Дальше в альбоме Нестерова мелькает еще немало схваченных на лету сюжетов, но завладевает художником только одна тема: девушка у колдуна. В альбоме следуют друг за другом
Для девушки потребовалось меньше отдельных этюдов, не больше девяти, при девятнадцати эскизах ее встречи с колдуном: образ ее был давно близок художественному воображению Нестерова. Это образ умершей жены, прошедший через облики сказочной «Царевны» и «Христовой невесты». Но и этот образ запечатлелся в альбоме художественно значительнее, чем на картине.
Сумрачные ели, высокая осока, болотные цветы – все, что нужно было для картины, тщательно прорисовывалось в альбом, ничего «приблизительного» Нестеров не терпел. Его поэтичная «осока» из альбома годилась бы в ботанический атлас: так она строго верна своей природной форме.
Художник исписал карандашными и чернильными этюдами весь альбом до внутренней крышки переплета включительно. Он так был поглощен «Приворотным зельем», что ни для каких сторонних зарисовок в альбоме уже не оставалось места. И лишь один лист – 20-й – уделен был другой, задуманной в ту же весну картине – знаменитому «Пустыннику».
В холщовом альбоме было собрано все, что надо, для композиции «Приворотного зелья». Пришло время перейти к масляным этюдам с натуры.
Нестеров поселился под Москвой, в Сергиевом посаде, в местности, изобиловавшей остатками старой Руси: богомольцами и богомолками из разных губерний.

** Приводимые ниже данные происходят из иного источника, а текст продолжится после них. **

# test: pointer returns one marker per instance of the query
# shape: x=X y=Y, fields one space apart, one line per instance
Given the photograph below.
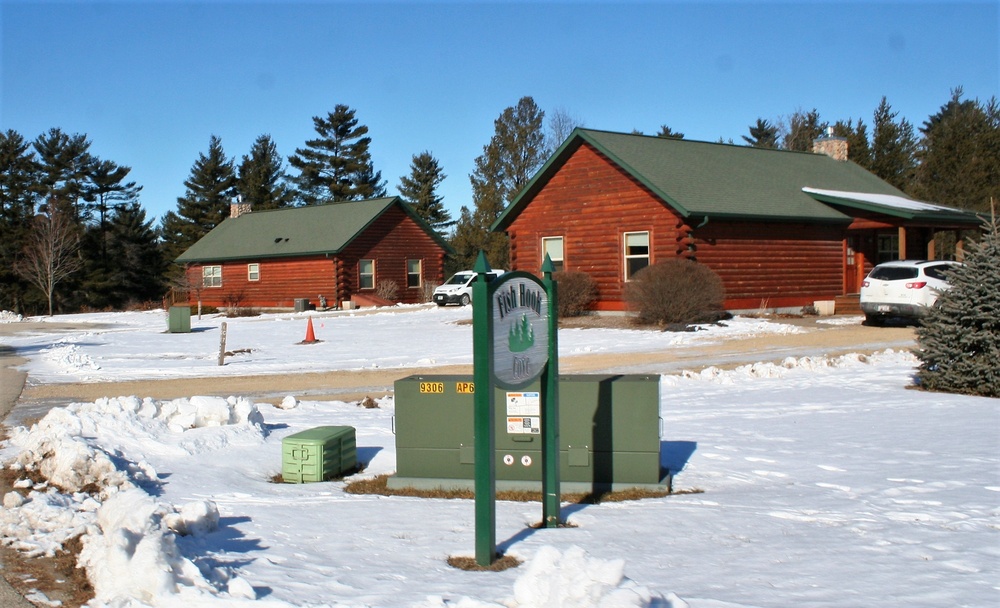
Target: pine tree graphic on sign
x=521 y=336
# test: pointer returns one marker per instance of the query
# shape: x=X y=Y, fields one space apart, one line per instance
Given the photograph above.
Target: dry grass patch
x=379 y=485
x=501 y=563
x=58 y=577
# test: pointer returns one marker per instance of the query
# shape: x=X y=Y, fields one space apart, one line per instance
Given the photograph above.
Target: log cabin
x=336 y=255
x=783 y=230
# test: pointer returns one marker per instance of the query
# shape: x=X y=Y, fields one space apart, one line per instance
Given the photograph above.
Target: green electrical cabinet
x=318 y=454
x=609 y=433
x=179 y=320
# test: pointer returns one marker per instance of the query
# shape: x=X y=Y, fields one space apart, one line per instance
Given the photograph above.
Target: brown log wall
x=592 y=203
x=391 y=240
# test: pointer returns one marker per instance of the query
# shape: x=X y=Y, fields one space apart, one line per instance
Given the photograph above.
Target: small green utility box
x=179 y=320
x=318 y=454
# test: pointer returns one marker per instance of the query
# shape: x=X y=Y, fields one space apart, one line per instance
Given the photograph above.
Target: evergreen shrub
x=676 y=292
x=959 y=340
x=387 y=289
x=576 y=292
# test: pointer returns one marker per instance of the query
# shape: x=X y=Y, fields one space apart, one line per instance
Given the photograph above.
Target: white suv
x=458 y=289
x=904 y=288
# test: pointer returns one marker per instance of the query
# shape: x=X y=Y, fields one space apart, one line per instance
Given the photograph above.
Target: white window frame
x=558 y=263
x=211 y=276
x=629 y=257
x=362 y=274
x=419 y=273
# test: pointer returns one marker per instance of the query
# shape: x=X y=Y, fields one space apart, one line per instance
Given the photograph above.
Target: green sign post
x=514 y=342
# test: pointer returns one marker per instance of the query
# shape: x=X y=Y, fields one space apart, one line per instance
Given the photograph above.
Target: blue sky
x=150 y=82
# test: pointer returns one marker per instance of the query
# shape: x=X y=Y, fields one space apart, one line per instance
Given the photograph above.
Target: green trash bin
x=319 y=454
x=179 y=320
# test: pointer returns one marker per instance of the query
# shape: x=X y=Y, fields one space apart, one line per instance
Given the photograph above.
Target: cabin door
x=854 y=266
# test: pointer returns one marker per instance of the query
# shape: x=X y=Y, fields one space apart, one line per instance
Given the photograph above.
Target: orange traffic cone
x=310 y=336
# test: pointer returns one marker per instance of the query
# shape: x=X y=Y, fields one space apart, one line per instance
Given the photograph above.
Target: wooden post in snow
x=222 y=344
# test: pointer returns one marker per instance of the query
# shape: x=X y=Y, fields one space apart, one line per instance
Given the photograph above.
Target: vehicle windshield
x=459 y=279
x=894 y=273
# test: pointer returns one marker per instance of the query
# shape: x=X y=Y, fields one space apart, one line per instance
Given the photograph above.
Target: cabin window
x=413 y=273
x=553 y=247
x=888 y=247
x=366 y=274
x=636 y=253
x=211 y=276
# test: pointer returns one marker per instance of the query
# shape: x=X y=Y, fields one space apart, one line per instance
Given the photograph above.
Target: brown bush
x=387 y=289
x=676 y=292
x=576 y=292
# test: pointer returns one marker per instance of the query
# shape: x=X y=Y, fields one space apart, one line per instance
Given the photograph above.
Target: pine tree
x=762 y=135
x=560 y=126
x=507 y=163
x=858 y=150
x=802 y=130
x=206 y=202
x=337 y=166
x=18 y=178
x=138 y=264
x=64 y=162
x=261 y=179
x=960 y=155
x=419 y=190
x=894 y=148
x=959 y=341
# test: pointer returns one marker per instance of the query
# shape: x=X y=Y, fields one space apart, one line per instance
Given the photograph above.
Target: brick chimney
x=238 y=207
x=834 y=147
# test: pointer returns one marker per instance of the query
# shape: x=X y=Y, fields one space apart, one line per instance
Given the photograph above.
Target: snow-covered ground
x=127 y=346
x=824 y=482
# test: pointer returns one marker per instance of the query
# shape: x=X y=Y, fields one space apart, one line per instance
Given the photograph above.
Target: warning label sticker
x=524 y=425
x=524 y=404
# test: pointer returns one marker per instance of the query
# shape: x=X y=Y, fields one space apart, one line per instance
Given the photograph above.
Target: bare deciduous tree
x=51 y=252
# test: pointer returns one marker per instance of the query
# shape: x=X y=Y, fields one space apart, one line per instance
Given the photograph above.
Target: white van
x=458 y=289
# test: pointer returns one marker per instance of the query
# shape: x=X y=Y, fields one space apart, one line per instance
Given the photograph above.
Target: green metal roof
x=701 y=179
x=297 y=231
x=896 y=206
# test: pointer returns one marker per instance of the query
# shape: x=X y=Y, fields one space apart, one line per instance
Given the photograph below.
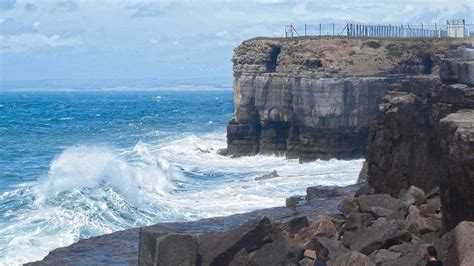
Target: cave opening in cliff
x=273 y=62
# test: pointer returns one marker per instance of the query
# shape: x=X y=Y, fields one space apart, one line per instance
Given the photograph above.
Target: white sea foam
x=92 y=190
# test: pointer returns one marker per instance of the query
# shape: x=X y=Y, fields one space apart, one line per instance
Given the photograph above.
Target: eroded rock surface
x=317 y=98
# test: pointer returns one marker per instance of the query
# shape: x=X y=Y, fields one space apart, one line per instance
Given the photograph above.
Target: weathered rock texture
x=317 y=98
x=424 y=136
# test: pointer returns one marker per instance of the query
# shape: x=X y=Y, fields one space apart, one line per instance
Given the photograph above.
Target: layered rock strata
x=317 y=98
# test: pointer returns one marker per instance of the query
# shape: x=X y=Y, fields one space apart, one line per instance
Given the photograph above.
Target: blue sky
x=118 y=39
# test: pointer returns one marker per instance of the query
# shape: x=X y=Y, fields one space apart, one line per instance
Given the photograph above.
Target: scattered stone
x=309 y=253
x=365 y=189
x=271 y=175
x=173 y=249
x=433 y=194
x=358 y=220
x=382 y=255
x=367 y=240
x=363 y=173
x=292 y=201
x=323 y=192
x=411 y=254
x=294 y=225
x=461 y=243
x=240 y=259
x=306 y=262
x=380 y=222
x=413 y=195
x=417 y=224
x=280 y=252
x=322 y=226
x=335 y=247
x=348 y=206
x=381 y=205
x=220 y=248
x=353 y=258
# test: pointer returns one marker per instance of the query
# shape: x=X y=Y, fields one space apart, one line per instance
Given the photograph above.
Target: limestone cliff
x=315 y=98
x=424 y=136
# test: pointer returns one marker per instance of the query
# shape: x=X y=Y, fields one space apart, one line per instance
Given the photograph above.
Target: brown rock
x=367 y=240
x=292 y=201
x=172 y=249
x=309 y=253
x=306 y=262
x=413 y=195
x=353 y=258
x=358 y=220
x=280 y=252
x=380 y=205
x=294 y=225
x=322 y=226
x=348 y=206
x=220 y=248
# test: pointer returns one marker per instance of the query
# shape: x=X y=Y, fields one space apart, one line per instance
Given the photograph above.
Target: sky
x=170 y=40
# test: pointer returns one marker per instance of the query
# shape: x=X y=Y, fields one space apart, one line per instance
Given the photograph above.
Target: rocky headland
x=406 y=104
x=317 y=98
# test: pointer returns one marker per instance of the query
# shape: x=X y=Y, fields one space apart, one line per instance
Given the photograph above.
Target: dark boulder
x=283 y=251
x=220 y=248
x=367 y=240
x=353 y=258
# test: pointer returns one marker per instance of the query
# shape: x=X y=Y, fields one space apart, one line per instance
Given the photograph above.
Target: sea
x=77 y=163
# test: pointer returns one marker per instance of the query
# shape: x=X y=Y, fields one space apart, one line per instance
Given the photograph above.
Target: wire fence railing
x=457 y=30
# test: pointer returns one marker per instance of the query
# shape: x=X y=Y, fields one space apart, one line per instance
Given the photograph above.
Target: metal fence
x=374 y=30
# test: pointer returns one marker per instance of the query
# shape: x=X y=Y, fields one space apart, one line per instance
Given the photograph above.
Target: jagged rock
x=363 y=173
x=309 y=253
x=305 y=99
x=457 y=185
x=365 y=189
x=358 y=220
x=294 y=225
x=411 y=254
x=417 y=224
x=149 y=243
x=382 y=256
x=380 y=205
x=455 y=247
x=322 y=226
x=280 y=252
x=367 y=240
x=435 y=193
x=220 y=248
x=306 y=262
x=348 y=206
x=169 y=249
x=241 y=258
x=432 y=207
x=292 y=201
x=413 y=195
x=353 y=258
x=323 y=192
x=268 y=176
x=335 y=247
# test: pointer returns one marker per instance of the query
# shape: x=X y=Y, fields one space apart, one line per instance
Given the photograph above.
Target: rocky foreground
x=368 y=229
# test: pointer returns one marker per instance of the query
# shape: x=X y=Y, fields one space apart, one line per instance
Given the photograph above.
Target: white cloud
x=31 y=41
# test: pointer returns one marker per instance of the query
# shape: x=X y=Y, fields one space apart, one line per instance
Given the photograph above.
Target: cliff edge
x=424 y=137
x=316 y=98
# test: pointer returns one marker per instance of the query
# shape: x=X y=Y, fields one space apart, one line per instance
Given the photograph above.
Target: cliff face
x=317 y=98
x=424 y=136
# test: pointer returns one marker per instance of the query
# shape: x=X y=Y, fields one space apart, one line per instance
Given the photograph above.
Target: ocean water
x=77 y=164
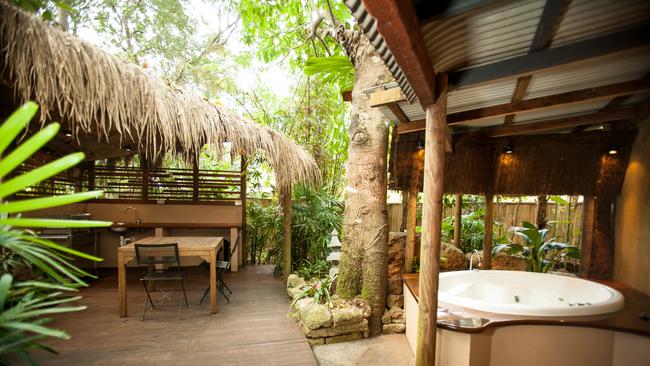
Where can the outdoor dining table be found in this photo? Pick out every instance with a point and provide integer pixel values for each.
(204, 247)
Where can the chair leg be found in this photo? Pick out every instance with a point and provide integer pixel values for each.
(226, 286)
(223, 293)
(148, 298)
(187, 303)
(205, 294)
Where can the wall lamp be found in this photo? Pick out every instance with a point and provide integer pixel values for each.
(612, 150)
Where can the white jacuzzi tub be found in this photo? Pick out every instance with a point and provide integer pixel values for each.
(527, 293)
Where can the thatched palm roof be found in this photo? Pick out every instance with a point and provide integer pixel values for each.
(96, 93)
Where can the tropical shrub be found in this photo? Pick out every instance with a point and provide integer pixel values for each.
(313, 269)
(318, 289)
(37, 273)
(471, 232)
(541, 254)
(315, 213)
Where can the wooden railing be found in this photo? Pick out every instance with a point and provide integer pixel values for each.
(129, 184)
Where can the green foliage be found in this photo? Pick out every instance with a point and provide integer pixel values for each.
(315, 213)
(25, 302)
(263, 232)
(318, 268)
(472, 231)
(318, 289)
(333, 69)
(540, 253)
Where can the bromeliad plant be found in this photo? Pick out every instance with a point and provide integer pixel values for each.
(37, 273)
(541, 254)
(318, 289)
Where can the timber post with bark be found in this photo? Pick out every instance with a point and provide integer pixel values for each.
(487, 232)
(458, 216)
(364, 251)
(434, 163)
(286, 232)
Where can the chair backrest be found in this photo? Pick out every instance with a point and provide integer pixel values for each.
(157, 254)
(234, 247)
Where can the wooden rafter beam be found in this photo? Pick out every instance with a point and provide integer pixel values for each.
(561, 123)
(430, 11)
(518, 95)
(553, 57)
(398, 112)
(553, 101)
(397, 22)
(548, 24)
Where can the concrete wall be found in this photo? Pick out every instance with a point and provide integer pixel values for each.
(632, 237)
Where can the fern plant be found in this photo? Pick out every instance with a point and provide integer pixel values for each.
(26, 304)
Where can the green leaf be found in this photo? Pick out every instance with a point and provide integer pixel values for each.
(28, 148)
(53, 223)
(16, 122)
(5, 283)
(61, 248)
(31, 327)
(39, 174)
(47, 202)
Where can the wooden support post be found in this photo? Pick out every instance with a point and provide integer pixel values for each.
(434, 163)
(91, 176)
(486, 263)
(458, 211)
(286, 230)
(235, 255)
(243, 197)
(405, 204)
(195, 178)
(586, 246)
(411, 218)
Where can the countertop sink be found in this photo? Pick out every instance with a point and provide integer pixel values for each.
(119, 227)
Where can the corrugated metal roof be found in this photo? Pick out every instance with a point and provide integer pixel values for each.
(480, 96)
(565, 111)
(592, 18)
(369, 26)
(485, 35)
(591, 73)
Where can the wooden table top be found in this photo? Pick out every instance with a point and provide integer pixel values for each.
(184, 242)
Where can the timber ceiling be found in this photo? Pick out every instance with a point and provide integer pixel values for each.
(545, 62)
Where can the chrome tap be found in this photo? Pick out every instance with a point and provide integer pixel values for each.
(137, 219)
(471, 259)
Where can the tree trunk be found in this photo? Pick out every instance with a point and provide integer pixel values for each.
(542, 204)
(286, 233)
(365, 226)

Через много десятилетий Нестеров вспоминал: «Я недолго думая стал писать этюды для «Приворотного зелья». Работа шла ходко. Все, что надо, было под рукой. И я скоро имел почти все этюды к этой картине».
К началу сентября все этюды к «Приворотному зелью» были написаны.
17 сентября художник делился с сестрой самыми заветными ощущениями, вызванными новой работой: «Вот уже 4-й день, как я начал картину. Все лучшие силы мои теперь направлены на нее. Героиня моей оперы-картины отличается глубоко симпатичной наружностью: лицо ее носит, несмотря на молодые годы, отпечаток страдания. Она рыжая (в народе есть поверие, что если рыжая полюбит раз, то уж не разлюбит). Ее, кроме меня, никто не видел, но я сердечно сочувствую ей, и слезы участия готовы показаться на глазах при виде ее. Но… это вижу я… Художник с поднятым до максимума воображением или холодная, жаждущая крови публика – тут есть разница. Но, кроме шуток, мне мою героиню шаль от души. И если пойдет далее дело так же, как при начале, и я доживу до выставки, то, может быть, на мою долю выпадут некоторые аплодисменты, а впрочем?..»
Как видно из этих признаний, Нестеров, работая над своей картиной, был далек от намерения писать исторический жанр или иллюстрировать историческую драму или роман. Он писал свою картину так, как его учитель Перов писал свои «Похороны в деревне» или «Утопленницу» – с «глубокой безысходной скорбью» (выражение Нестерова) над человеческим страданием; он писал в буквальном смысле слова со слезами сочувствия.